In south side Chicago, in Roseland, one of Chicagos most dangerous neighbourhoods, There is a woman that is doing the best she can to stop the gang violence on the streets. Diane Latiker, a grandmother in the neighbourhood opened up her home to gang members from the street to try to influence them to get onto the right path. She said "They say I'm a nut because I let kids into my home who I didn't even know," said Diane Latiker, 54. "But I know (the kids) now. And I'll know the new generation." She feels that opening up her home and heart to the children might end up steering them into the right path and get them off the streets.

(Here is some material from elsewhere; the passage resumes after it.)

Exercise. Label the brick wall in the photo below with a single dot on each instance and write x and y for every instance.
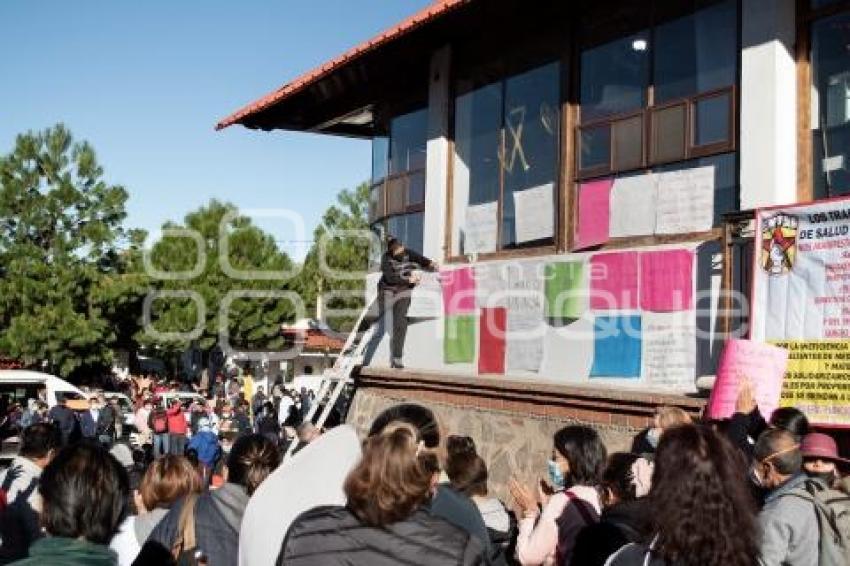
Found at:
(512, 422)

Latiker told them her house was open 24 hours a day, seven days a week. They could come over for food, or homework help, or just to talk about their hopes, dreams and fears kids of the block was born. She then moved into a building on one of the neighbourhood streets and now the kids have a variety of resources available to them to help them for the future.

Latiker is a mother of eight and a grandmother of 13. She has lived in Roseland for 22 years. She said she was once "young and dumb," dropping out of high school and having seven children by age 25. But she said that by 36, she had turned her life around: She got remarried and earned her GED.




Friday, April 15, 2011

Susan Burton


"I just wanted my life to count towards something good"

Susan knows how difficult life can be. Her 5-year-old son was accidentally killed 30 years ago. After that happened she began doing drugs. She ended up in prison six different times. She got clean in 1997 and never looked back.

She now runs a reentry program for female ex-offenders in South Los Angeles named "A New Way of Life". She has helped over 500 women get on the right path to productive lives. She tries to give these women everything they need to get back on their feet and not succumb to their old ways. She says  "I know now that without the resources and support, it's next to impossible. ... If you don't have a new door to walk through, the only thing is the old door."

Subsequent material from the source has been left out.